The appeals court found that the certificates at issue were not a "covered security," also ruling that the plaintiffs made other claims unrelated to covered securities that put the suits outside the jurisdiction of SLUSA. As a result, the Fifth Circuit said, the litigation could continue under state law.
The defendants appealed to the Supreme Court, asserting that the Stanford certificates were covered and that the lawsuit was just the kind that SLUSA was passed to preclude. The ruling "frustrates Congress's intent," according to Proskauer's brief, authored by James Rouhandeh of Davis Polk & Wardwell.
Clement asserts in his brief on behalf of Willis and other third-party companies that his clients provided routine services to Stanford's operations, "completely unrelated" to the certificates that formed the basis of the fraud. Willis never profited from the Ponzi scheme, Clement added. And he accused the plaintiffs of seeking out "deep-pocketed third parties with any remote connection to Stanford." Walter Dellinger of O'Melveny & Myers, representing Chadbourne, told the court the plaintiffs were making an "end-run" around the intent of Congress to bar suits against third parties.
The third-party defendants also invoked two Supreme Court precedents—Merrill, Lynch, Pierce, Fenner & Smith v. Dabit, 547 U.S. 71, a 2006 decision, and Stoneridge v. Scientific-Atlanta, 552 U.S. 148, in 2008, both of which point toward a broad reading of federal laws that would prevent class actions based on state law.
The defense bar asserts that allowing the Fifth Circuit ruling to stand would only speed the forum-shopping rush to state courts that began after SLUSA and its predecessor, the Private Securities Litigation Reform Act, were passed. Coberly said that in her own practice defending auditors in securities actions, most of the litigation has been filed under state law. She said that existing federal law gives the government all the tools needed to prosecute legitimate cases against participants in a fraud, without allowing class actions to proliferate at the state level.
Another brief offers an example of the kind of litigation that law firms are worried about. Other Stanford investors sued the Louisiana law firm Breazeale, Sachse & Wilson in federal court but under Texas state law over partner Claude Reynaud Jr.'s role as one of many of Stanford's outside counsel.

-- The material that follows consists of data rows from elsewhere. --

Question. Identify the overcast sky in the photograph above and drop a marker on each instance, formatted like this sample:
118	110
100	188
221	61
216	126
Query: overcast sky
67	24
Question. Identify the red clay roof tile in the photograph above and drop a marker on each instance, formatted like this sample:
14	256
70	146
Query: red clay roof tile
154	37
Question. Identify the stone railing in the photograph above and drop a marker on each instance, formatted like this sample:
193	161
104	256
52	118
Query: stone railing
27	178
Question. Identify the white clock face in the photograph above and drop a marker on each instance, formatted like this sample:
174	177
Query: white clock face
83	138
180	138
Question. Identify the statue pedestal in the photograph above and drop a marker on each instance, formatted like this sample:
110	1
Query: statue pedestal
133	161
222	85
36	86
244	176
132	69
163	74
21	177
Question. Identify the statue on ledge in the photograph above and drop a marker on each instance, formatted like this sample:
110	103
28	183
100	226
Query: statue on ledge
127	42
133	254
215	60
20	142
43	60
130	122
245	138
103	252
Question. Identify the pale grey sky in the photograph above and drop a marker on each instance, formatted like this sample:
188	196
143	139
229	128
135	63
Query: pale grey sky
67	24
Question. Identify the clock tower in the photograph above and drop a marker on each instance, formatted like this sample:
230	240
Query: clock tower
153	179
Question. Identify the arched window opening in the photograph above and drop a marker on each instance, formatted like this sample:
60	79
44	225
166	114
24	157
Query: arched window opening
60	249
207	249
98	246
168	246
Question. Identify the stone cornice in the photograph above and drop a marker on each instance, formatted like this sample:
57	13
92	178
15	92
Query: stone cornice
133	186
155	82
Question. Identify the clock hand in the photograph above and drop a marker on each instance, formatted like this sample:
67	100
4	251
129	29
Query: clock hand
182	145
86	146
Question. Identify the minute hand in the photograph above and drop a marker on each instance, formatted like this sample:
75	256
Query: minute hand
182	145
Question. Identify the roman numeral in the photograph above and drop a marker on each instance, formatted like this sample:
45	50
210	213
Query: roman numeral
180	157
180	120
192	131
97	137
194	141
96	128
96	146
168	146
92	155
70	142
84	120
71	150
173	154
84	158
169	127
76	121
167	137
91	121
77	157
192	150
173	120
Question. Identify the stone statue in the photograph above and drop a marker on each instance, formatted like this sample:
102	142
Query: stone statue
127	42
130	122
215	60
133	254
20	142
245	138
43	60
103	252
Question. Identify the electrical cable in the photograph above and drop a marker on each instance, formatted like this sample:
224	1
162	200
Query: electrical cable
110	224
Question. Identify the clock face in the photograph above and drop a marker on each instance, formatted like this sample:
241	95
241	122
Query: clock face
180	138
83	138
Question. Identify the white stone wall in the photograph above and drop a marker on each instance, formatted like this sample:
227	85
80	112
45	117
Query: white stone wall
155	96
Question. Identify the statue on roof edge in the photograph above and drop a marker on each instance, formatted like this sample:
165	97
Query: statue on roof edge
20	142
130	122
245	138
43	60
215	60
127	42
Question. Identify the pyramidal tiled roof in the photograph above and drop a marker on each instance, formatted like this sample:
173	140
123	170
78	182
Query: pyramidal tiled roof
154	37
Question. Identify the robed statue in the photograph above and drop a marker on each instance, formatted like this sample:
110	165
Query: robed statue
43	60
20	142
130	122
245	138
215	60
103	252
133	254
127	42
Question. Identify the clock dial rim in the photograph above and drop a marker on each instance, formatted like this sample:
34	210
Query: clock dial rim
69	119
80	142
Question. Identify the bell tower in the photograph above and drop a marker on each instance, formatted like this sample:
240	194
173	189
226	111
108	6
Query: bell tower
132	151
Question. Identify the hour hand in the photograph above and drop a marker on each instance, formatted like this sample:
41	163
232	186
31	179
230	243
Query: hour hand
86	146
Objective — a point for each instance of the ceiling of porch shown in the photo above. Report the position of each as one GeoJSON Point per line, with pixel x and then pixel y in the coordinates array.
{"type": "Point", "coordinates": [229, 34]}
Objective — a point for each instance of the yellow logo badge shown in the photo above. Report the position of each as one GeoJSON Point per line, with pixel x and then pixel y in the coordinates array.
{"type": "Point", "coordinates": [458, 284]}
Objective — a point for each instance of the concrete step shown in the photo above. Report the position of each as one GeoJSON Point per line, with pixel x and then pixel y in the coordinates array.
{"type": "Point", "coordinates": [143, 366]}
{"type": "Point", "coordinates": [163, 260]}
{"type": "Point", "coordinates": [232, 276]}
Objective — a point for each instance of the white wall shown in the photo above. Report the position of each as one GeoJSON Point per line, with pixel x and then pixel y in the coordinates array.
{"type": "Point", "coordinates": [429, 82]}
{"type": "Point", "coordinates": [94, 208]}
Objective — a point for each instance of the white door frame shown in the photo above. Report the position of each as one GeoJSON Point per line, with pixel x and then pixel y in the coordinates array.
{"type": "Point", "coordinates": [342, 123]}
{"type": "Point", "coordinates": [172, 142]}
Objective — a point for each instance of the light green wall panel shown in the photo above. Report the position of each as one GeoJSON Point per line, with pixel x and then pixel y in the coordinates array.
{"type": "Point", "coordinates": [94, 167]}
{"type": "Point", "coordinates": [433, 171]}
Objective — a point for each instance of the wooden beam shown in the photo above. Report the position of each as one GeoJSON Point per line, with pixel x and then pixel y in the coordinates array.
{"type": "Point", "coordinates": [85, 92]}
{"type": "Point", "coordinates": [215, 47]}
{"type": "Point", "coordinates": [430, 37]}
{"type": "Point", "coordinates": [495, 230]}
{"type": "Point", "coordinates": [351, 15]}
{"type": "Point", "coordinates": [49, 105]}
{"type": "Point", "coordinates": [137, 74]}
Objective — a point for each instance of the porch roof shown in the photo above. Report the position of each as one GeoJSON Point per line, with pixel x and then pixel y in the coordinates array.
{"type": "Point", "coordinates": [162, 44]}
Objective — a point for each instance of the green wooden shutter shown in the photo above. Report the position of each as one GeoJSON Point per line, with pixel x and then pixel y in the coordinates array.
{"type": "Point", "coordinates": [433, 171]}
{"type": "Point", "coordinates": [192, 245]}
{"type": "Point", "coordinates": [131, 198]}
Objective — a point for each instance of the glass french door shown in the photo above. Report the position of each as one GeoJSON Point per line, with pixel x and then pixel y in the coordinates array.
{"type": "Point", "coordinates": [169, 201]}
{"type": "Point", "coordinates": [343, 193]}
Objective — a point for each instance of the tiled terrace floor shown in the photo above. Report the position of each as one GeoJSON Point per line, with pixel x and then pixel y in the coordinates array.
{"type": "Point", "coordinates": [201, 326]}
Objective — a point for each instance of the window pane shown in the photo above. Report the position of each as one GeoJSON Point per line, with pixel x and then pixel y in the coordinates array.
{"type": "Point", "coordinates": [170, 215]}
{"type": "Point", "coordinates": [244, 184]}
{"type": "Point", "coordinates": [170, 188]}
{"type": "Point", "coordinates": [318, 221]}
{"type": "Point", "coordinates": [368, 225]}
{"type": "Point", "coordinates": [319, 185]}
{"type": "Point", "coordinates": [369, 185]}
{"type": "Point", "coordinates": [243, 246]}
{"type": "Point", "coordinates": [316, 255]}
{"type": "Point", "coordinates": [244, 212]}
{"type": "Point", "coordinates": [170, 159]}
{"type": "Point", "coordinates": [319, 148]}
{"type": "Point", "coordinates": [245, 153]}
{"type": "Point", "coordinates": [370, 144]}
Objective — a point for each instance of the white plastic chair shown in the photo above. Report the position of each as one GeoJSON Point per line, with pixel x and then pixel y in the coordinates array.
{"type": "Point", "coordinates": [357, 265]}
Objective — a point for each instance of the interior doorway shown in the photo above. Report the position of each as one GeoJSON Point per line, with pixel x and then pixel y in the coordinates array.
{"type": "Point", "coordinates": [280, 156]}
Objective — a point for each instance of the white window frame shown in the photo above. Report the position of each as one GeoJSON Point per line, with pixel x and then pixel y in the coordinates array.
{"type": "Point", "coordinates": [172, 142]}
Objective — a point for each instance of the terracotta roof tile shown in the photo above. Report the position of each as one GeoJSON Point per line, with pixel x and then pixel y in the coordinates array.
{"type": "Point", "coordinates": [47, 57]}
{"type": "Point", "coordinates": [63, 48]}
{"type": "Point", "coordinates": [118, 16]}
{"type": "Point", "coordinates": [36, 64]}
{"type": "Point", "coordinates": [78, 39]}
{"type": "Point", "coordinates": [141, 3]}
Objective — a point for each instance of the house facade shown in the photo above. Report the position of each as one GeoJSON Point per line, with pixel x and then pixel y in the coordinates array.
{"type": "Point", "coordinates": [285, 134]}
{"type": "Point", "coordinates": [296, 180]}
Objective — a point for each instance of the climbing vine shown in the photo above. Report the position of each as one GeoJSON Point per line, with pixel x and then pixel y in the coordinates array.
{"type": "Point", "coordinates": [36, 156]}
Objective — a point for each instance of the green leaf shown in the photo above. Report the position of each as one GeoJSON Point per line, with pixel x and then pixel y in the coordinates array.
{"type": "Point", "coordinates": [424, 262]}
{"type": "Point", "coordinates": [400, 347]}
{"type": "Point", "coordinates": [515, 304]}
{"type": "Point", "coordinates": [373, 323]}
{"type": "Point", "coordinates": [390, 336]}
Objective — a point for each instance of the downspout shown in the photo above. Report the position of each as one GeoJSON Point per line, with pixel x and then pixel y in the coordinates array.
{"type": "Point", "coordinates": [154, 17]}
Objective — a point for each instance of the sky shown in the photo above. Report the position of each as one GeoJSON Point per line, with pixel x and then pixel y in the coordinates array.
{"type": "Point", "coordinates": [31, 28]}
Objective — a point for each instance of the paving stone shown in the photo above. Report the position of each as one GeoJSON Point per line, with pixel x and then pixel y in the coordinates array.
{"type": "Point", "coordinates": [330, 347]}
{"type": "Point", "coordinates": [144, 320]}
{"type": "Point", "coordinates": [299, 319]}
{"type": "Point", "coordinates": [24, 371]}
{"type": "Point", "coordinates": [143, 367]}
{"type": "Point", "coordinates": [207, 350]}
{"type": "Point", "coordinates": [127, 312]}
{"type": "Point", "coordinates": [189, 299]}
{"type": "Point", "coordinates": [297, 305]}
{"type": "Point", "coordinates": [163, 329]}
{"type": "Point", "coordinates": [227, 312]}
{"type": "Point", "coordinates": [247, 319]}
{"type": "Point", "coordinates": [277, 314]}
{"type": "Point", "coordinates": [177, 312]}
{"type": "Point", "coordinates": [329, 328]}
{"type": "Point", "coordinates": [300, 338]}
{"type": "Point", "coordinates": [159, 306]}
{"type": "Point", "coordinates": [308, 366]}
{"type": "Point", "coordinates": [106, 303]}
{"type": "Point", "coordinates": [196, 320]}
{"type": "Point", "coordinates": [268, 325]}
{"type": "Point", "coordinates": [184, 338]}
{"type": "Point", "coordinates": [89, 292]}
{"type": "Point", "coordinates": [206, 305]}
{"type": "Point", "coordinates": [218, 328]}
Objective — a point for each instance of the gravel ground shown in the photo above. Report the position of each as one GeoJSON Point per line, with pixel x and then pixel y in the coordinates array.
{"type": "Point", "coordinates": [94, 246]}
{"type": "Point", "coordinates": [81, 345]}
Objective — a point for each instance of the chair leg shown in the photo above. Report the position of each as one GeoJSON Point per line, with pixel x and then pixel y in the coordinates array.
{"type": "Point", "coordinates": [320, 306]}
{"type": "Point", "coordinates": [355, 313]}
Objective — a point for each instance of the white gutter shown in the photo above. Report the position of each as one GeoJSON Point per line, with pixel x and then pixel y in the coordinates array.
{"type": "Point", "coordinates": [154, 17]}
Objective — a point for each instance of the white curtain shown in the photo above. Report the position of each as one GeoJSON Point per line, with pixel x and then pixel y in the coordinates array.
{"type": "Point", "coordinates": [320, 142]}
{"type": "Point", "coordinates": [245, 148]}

The Breazeale firm's brief, written by Arnold & Porter's Lisa Blatt, says the lawsuit seeks to hold the firm liable for at least $300 million and "potentially all of the financial losses resulting from the entire Stanford Ponzi scheme" under a state theory of joint and several liability. Because of the Fifth Circuit's stance, Blatt said, the Louisiana firm has been unable to seek dismissal of the lawsuit.
The Roberts Court has generally supported efforts to curtail class actions. But the issue keeps returning, no matter what laws Congress passes, and the outcome in the Stanford-related cases is uncertain. The uncertainty of the law and the abusive nature of class actions, according to Coberly, "drives up the cost of doing business in the United States and reduces the competitiveness of U.S. capital markets."
The court is also being told that the defendants in the three Stanford cases are not necessarily innocent bystanders or far-removed players who deserve to be protected from liability.
A brief filed by the court-appointed receiver and examiner in the Stanford fraud case details the role Sjoblom allegedly played in using his credentials as a former SEC attorney to forestall SEC investigations into Stanford's operations. It also recites allegations that Willis provided "safety and soundness letters" to Stanford from 1996 through 2008 that attracted thousands of investors to Stanford's offerings.